Nyatanya, pernikahan anak tidak sesuai dengan apa yang digambarkan. Koly justru menemukan dirinya terasing di keluarga barunya karena dianggap tidak memiliki kontribusi apapun. Ia justru merasa terbuang dan tersesat dalam dunia yang kejam dan tidak dikenalnya. Perampasan hak memperoleh pendidikan dan kesempatan untuk mengoptimalisasikan potensi diri membuat Koly terjebak pada kondisi hidup yang menyedihkan.
Dalam Perempuan di Titik Nol (2018), pernikahan anak menjerumuskan gadis kecil penuh impian ke dalam lingkar prostitusi. Pengalaman itu dikisahkan oleh Nawal melalui sosok bernama Firdaus. Paksaan keluarga yang mendorongnya untuk menikah di usia dini membuatnya berkali-kali menerima kekerasan seksual baik dalam bentuk fisik maupun psikologis. Kondisi itu pada akhirnya menjebaknya dalam lingkar prostitusi.
Kita juga menemukan salah satu publik figur yang sempat mempromosikan pernikahan muda dengan dalih agama. Yang terjadi, pada tahun 2021 pernikahan itu diakhiri perceraian. Pihak perempuan mengungkapkan bahwa sang suami tidak memenuhi tanggung jawab secara psikologis baik untuk dirinya maupun anak.
Yang kita pahami, pernikahan anak melahirkan sengkarut persoalan yang merugikan banyak pihak. Mula-mula pada pasangan, lalu berdampak pada anak. Lingkaran itu memberikan efek domino tidak hanya pada masalah individu tapi juga generasi masa depan yang akan menentukan arah masyarakat, negara juga dunia.

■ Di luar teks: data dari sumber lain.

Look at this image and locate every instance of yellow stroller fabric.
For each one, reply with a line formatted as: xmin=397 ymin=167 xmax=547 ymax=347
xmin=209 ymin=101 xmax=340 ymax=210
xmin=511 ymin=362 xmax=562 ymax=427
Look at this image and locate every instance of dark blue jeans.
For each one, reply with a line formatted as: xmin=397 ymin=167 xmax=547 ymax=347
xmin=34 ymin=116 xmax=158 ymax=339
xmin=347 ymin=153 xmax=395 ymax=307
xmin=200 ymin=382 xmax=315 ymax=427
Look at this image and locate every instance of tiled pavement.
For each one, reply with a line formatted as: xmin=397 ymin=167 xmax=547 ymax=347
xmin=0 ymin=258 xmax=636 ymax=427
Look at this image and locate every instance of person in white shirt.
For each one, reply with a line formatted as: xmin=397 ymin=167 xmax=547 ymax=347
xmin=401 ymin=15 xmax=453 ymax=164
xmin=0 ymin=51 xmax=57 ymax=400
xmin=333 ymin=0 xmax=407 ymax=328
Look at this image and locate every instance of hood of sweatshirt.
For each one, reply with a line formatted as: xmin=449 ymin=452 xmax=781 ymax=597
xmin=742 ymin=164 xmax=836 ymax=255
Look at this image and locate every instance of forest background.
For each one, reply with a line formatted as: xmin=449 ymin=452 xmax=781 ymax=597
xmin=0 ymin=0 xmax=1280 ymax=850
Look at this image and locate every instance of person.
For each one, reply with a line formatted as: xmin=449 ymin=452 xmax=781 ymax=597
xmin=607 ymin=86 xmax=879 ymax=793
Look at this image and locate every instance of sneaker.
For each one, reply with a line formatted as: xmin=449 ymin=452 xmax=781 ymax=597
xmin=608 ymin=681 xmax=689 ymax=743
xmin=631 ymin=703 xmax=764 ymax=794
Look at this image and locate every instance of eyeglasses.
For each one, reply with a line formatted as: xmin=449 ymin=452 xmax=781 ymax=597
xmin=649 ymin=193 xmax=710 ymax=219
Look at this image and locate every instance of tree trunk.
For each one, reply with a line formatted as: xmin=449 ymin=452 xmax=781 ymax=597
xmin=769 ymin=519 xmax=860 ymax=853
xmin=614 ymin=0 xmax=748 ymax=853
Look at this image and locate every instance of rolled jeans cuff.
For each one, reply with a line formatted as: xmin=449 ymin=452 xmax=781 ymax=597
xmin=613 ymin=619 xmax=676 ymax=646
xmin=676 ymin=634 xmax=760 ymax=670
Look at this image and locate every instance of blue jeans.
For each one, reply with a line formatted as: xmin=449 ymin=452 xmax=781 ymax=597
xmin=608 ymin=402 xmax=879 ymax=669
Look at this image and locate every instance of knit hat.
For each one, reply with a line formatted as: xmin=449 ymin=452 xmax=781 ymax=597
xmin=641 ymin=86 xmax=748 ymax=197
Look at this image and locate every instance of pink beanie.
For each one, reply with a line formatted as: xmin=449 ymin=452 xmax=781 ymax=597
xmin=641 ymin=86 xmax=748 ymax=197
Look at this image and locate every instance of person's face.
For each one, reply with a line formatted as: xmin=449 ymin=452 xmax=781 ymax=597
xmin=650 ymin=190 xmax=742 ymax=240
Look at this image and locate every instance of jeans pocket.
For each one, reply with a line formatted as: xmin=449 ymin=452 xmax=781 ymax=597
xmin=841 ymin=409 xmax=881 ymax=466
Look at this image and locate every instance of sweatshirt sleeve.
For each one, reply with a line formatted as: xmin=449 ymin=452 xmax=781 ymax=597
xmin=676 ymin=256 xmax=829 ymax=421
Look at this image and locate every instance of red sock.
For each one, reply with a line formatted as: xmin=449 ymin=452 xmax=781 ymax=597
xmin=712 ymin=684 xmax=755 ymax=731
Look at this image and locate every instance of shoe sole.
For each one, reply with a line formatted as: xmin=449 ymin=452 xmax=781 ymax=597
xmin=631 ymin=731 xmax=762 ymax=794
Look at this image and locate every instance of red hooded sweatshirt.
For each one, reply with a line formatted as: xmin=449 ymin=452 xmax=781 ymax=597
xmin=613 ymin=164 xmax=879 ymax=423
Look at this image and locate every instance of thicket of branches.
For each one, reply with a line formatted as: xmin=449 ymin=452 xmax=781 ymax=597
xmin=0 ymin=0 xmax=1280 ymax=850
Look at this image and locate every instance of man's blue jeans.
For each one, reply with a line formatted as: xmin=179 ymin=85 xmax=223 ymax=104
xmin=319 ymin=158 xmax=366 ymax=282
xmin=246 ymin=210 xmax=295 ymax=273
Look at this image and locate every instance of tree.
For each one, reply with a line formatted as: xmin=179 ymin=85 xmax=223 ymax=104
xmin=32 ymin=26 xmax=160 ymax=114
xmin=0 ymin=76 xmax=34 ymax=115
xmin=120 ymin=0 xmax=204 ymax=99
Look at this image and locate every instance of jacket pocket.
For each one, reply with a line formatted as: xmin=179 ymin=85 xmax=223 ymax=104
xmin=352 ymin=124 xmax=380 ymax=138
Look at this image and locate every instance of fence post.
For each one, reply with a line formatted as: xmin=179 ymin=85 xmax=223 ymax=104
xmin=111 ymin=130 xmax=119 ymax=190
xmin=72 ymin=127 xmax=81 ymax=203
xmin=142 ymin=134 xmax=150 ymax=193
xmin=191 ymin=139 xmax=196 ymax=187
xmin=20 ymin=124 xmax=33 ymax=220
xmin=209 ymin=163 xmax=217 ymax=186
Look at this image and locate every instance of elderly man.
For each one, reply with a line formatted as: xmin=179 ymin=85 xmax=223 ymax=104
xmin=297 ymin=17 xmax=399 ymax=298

Indonesia menjadi negara kedua tingkat ASEAN dan ketujuh dunia sebagai negara dengan perkawinan anak terbanyak. Angka itu semestinya sudah menjadi peringatan bagi berbagai elemen untuk saling bahu membahu menuntaskan permasalahan tersebut, termasuk melalui pintu agama. Agama sejatinya memuat nilai kemaslahatan dan prinsip rahmatan lil’alamin yang bisa dijadikan sebagai alat untuk memutus permasalahan pernikahan anak.
Ketika kita menemukan dalih agama justru digunakan sebagai justifikasi atas tindakan yang melahirkan kerugian juga kerusakan di muka bumi, sudah bisa dipastikan sang mengutip tidak sungguh-sungguh memahami tujuan dan konteks dari nash yang dibawa.
Yulita Putri
Bergiat di Bilik Literasi dan Kamar Kata Karanganyar.